末子捨て子伝説
真留女
米寿の祝い
高齢者施設(サ高住)に入っている叔母は今年88歳になる。
遠方に住んでいる私はその県に仕事で出かけたついでに誕生日には少し早いが米寿祝いにランチはどうかと連絡を取ってみた。
「うれしい! 私ステーキが食べたい!」叔母はまだまだ健啖だ。
その辺りでは有名なステーキハウスに予約を取って案内した。ランチとはいえコース料理である。始めのうちこそ気取っていた叔母だったが、〝自分を施設に放り込んだ〟息子夫婦の話になると声が大きくなった。
私は時折声量を下げるように注意する他はにこやかにその話を聞いているふりを続けていた。賛成も反対もしない。どうせ忘れるんだから。
(年金を盗られていると言うけれど、個室に三食風呂つきの暮らしはあんたの年金では足りないという想像力は…… 働かないのかね) 思っても言わない。
コーヒーとデザートが運ばれてくると、残り時間が少なくなった事に気付いたのか叔母は急に声を落として前のめりになった。
「ねえ、これはあんただけに話すんだけど……」
始まったよ。それとうに亡くなった私の母、叔母ちゃんの一回り上の姉ちゃんにも二人の間の兄ちゃんたちにも話しているよね。私のお祖母ちゃん、あんたの母親の妹である大叔母ちゃんの所まで言いに行って「〇子は頭がおかしくなった」って言われて大騒ぎになったのも知ってるよ。 みんなもう死んじゃったからね、結局私が一番聞いた回数が多くなってしまったあの話でしょ。
末子捨て子説 という言葉がある。昔は駄々をこねる子などに親が「お前なんか橋の下で拾ってきたんだ」と言うことが普通にあり、それをそばで聞いている兄弟たちが「わ~い お前は橋の下に捨てられてたんだ、おれは覚えてるぞ」なんて言い出す。
これは下の子が上の子に向かって言える事ではないから、末っ子ばかりが捨て子だと言われてしまうという話なんだが。こんな事大人になればどこでも笑い話になる。
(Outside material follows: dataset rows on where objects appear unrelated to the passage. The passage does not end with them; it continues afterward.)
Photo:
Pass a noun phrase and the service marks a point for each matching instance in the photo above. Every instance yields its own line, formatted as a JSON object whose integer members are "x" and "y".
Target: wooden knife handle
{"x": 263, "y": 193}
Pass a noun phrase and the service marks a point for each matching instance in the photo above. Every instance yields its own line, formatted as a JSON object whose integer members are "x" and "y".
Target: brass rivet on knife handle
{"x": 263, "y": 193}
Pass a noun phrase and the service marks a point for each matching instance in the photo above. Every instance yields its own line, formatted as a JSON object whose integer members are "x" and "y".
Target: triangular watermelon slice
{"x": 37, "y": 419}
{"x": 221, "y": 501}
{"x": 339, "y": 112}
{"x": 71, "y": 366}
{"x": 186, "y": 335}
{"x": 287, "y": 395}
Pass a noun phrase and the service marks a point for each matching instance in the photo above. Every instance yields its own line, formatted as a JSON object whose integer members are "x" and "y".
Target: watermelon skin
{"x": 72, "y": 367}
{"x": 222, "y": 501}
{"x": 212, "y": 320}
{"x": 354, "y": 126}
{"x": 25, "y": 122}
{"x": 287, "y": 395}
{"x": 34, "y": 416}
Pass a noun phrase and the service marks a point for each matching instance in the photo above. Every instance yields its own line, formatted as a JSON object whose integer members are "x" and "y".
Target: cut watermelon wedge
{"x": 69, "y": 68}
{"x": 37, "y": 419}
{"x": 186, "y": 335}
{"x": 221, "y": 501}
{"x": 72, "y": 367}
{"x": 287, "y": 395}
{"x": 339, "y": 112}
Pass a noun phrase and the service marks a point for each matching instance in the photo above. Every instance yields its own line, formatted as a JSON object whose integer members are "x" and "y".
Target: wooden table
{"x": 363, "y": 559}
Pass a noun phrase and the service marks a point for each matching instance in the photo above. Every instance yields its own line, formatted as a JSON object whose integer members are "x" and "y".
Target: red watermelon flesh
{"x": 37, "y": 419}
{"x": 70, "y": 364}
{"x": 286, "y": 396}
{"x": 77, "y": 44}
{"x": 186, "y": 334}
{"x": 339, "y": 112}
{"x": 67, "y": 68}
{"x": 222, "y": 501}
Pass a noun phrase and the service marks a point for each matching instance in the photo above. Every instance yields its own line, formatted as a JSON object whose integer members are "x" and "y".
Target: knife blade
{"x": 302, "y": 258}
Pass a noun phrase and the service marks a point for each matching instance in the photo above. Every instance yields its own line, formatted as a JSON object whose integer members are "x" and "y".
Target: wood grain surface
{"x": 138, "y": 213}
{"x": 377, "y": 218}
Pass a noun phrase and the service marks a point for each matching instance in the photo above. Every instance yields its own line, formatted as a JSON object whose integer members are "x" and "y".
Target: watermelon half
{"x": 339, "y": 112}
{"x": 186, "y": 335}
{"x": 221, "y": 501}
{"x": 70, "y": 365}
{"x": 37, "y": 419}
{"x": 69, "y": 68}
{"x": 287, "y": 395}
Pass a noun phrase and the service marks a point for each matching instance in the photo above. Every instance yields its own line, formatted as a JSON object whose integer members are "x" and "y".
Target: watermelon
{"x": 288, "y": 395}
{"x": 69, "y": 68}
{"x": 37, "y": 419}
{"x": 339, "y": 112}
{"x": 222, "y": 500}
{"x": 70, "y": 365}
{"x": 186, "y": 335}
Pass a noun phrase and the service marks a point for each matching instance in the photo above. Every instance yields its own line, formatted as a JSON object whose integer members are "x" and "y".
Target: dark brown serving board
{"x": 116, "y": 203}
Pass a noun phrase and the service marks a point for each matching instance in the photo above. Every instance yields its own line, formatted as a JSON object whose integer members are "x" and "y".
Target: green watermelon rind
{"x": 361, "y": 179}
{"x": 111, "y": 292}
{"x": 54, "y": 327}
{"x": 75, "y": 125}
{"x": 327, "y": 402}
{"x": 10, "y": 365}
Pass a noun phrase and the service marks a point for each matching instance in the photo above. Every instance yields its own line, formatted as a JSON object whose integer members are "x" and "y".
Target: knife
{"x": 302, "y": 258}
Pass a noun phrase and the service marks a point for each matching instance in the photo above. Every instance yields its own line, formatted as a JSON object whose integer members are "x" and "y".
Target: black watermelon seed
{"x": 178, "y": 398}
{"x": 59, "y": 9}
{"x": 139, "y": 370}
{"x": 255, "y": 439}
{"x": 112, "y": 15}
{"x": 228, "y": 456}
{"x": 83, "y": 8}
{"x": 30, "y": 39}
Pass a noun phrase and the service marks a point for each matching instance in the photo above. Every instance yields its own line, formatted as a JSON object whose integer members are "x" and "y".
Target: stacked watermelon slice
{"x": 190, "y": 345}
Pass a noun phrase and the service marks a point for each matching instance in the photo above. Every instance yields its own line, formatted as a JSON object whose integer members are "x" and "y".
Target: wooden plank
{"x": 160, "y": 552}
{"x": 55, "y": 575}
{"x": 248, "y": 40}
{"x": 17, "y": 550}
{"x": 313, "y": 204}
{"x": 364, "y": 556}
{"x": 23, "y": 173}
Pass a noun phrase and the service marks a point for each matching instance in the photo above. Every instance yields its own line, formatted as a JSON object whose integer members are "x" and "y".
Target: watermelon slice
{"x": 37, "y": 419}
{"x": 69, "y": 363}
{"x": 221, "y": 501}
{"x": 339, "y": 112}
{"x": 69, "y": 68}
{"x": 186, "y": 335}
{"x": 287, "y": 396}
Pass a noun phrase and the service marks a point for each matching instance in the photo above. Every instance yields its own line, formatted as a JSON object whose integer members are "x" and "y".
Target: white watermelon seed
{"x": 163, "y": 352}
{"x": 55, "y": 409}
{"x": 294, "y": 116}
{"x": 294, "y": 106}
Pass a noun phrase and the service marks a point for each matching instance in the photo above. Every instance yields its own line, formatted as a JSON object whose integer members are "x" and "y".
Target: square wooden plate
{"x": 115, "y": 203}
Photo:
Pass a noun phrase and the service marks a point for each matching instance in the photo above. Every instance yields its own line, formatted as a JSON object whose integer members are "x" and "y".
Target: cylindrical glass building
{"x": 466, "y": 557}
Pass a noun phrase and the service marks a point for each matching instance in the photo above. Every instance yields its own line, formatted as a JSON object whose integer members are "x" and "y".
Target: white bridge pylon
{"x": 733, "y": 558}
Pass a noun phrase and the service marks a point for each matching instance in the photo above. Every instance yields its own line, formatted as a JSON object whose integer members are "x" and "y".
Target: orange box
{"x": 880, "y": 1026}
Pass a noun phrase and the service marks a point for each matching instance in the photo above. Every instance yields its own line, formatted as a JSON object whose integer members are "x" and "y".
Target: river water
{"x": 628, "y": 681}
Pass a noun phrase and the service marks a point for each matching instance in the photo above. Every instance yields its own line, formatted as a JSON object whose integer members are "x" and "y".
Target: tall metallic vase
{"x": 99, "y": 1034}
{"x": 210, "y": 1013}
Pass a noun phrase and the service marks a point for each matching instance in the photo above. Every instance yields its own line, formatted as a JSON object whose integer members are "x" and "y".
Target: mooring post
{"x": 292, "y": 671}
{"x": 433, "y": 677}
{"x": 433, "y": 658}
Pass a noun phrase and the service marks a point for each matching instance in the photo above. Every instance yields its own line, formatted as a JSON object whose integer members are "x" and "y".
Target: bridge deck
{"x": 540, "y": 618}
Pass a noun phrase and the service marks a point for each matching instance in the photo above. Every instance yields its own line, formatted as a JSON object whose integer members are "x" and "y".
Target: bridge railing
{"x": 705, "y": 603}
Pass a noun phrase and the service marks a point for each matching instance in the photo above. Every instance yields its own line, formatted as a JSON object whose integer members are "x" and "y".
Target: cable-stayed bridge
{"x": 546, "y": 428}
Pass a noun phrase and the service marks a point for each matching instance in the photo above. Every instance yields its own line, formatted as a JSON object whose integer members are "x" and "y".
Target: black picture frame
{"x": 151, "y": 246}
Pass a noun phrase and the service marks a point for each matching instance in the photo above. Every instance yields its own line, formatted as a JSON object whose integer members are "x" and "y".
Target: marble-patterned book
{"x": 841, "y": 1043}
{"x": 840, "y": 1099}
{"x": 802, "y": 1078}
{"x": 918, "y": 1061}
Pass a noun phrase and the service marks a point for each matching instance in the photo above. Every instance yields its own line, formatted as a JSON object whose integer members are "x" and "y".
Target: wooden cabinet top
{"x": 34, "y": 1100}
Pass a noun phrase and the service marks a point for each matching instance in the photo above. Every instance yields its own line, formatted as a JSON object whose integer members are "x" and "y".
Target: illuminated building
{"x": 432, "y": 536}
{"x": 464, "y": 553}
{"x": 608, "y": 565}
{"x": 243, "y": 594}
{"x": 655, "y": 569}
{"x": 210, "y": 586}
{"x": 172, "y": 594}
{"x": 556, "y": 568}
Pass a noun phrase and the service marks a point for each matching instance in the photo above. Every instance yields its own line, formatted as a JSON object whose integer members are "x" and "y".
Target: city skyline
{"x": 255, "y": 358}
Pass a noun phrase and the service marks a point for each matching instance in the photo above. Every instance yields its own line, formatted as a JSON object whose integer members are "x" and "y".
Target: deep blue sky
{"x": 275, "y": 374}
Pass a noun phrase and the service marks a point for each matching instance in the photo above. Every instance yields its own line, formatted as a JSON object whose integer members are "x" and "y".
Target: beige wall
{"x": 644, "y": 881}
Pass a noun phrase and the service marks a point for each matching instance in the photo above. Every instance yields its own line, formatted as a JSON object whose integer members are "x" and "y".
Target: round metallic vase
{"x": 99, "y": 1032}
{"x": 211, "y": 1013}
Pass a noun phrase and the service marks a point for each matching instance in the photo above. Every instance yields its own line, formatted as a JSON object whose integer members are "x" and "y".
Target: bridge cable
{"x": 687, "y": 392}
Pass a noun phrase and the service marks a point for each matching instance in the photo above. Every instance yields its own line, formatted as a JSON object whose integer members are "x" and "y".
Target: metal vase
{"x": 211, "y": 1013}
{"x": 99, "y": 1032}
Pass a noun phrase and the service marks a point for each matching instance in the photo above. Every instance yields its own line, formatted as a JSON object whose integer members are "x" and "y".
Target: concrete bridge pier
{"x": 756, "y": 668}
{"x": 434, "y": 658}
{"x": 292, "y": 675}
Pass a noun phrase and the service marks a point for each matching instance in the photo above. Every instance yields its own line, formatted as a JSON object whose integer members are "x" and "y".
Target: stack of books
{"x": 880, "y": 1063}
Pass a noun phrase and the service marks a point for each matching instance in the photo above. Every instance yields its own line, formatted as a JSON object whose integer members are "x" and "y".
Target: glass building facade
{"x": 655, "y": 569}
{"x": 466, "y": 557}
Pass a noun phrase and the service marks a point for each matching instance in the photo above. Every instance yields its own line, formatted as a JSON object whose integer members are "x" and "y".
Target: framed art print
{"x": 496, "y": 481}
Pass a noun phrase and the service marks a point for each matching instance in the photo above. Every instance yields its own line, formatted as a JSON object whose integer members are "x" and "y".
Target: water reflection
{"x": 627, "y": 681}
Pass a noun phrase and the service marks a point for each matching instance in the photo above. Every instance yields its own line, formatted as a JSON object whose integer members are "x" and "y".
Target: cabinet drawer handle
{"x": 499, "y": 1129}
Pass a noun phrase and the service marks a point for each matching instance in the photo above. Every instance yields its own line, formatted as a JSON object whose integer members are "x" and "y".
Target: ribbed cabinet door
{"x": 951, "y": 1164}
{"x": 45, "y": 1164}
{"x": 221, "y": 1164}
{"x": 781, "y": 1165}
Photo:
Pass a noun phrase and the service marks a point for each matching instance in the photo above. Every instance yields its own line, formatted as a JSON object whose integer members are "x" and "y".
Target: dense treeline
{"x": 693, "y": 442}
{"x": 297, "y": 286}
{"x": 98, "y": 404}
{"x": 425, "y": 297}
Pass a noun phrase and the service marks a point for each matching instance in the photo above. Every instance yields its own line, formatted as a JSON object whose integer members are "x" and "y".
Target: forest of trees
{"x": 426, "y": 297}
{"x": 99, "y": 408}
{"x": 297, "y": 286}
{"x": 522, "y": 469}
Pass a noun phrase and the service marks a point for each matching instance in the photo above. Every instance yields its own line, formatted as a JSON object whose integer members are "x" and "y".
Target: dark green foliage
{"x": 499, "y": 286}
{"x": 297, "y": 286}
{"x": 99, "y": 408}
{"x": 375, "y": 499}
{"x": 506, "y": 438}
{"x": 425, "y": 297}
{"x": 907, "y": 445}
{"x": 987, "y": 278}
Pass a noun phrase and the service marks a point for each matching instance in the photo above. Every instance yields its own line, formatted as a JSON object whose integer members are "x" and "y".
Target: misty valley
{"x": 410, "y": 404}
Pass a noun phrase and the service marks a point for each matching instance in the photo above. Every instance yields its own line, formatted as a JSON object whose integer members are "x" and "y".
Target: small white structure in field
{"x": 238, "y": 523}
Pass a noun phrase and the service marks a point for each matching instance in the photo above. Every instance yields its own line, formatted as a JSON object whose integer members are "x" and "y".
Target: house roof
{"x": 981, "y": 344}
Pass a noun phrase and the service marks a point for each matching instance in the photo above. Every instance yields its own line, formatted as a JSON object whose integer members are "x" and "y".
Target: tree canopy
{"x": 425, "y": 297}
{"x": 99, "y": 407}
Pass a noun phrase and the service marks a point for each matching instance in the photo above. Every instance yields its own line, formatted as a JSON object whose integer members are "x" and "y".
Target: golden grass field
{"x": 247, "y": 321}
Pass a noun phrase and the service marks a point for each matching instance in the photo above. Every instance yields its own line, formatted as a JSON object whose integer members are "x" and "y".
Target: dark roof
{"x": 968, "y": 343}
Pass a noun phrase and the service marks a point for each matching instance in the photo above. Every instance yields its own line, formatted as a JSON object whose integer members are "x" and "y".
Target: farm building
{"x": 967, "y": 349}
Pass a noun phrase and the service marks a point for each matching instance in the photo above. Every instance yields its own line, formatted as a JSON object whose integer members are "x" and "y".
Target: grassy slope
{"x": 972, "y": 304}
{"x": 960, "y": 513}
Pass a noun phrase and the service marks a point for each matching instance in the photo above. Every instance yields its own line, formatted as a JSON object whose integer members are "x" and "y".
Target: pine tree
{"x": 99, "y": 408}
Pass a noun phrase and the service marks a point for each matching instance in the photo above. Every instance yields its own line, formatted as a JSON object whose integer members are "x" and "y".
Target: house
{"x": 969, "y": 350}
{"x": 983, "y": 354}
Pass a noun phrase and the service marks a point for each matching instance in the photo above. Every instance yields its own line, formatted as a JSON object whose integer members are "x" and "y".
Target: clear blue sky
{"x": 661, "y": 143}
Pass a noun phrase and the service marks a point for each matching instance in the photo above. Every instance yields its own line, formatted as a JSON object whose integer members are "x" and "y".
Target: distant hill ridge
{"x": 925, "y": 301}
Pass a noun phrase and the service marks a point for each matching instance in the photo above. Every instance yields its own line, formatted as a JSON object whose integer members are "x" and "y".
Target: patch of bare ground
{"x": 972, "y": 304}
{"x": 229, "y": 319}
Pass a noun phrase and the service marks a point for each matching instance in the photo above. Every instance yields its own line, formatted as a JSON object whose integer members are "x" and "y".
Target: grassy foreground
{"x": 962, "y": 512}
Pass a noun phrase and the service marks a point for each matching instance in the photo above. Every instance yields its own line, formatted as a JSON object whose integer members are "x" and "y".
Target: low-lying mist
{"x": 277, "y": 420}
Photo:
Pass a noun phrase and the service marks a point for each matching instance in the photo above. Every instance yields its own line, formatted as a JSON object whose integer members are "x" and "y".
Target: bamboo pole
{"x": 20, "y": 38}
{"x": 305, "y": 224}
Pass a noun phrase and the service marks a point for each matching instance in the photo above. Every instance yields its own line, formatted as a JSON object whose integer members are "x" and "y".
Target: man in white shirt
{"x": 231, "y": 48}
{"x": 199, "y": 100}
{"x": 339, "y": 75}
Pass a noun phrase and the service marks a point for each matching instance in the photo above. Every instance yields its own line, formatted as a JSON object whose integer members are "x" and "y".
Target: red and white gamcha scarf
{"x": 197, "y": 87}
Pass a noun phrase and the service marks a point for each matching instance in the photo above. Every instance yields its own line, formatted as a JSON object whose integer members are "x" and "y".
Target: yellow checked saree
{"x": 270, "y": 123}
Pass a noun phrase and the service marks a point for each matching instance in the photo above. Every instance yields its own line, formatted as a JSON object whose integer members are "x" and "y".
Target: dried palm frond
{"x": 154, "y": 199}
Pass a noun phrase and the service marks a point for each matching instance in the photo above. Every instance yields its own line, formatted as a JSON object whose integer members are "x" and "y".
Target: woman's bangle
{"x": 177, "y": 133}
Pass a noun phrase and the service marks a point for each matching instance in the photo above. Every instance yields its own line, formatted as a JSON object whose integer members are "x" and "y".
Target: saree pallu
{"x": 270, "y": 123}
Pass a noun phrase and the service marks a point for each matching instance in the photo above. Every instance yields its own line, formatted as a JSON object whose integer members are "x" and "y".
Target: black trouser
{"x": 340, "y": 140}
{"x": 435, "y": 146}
ところが、還暦を迎えようかという頃になって叔母は突然「私はあの母親(私の祖母)の子ではない」と言い出した。証拠があると主張した。巻紙に流麗な筆書きの手紙を見つけたというのだ。その手紙は書道の師匠である女性からのもので〝この子をお頼みします〟という赤子の母親が我が子を託す内容であったというのだ。
そして、その子こそ自分だと言うのだ。
妄想なのか幻覚なのかその手紙を見た人間は他に誰もいない。さらに叔母は「お父さんは本当のお父さん」と言う。それでは叔母は不義の子であって、祖母はその子を手紙一本で押し付けられた事になる。
祖母は芯の強い人で、その強さがゆえに妄想癖のある叔母とはそりが合わなかった。叔母も元々祖母が好きではなかったのだろう。
私は祖母を愛していた。祖母は〝身内〟には限りない愛情を注ぐ人で、中国にいた祖父の生死も定かでない終戦直後も四人の子供を文字通り命がけで守り育て上げた。
もし、叔母が実の子でないなら、祖母にとって〝身内〟でなかったなら……
叔母が今生きていられるのは奇跡かもしれない。 祖母はそういう人でもあった。
何より、12歳離れた長女であった私の母が「お母さんのお腹が大きくなっていくのも、女学校から帰ったら真っ赤で不細工な〇子が生まれていたのも、私がこの目で見ている」と一笑にふしていたから、私もこの話は全く信じていない。
今日は書道の師匠がお茶の先生に変わっていたが、いつものように手紙の内容は寸分たがわず叔母はわが身を憐れむような眼で語り終えた。
「こんな事初めて聞いてショックやろ、ごめんな。でも誰にも言わずに死にたくなかったんよ」という最後のセリフまでいつも通りだ。
別に構わない、もうみんなこの世にはいないんだし叔母が残りの時間シンデレラであっても鉢担ぎ姫であっても、付き合ってあげる。
叔母を施設に送り届け、駅に向かうタクシーの中で私は母の言葉を思い出していた。
「もう、お祖母ちゃんも亡くなったから言ってもいいかな。本当はね〇子の下にもう一人女の子がいたのよ。戦後の栄養状態の悪い時だったからお祖母ちゃん、おっぱいが一滴も出なくてね、赤ん坊の時に死んじゃったの。小さい兄弟は怖がるからって、お祖母ちゃんと母さん二人だけで寺に預けに行ったの。よほど悲しかったのかお祖母ちゃんそのあとその子の事一度も口にしなかったから、母さんも誰にも話してなかったんだけどさ」
末子は捨て子? 祖母は鬼子母神? いやいや 叔母の御伽噺がいでしょう。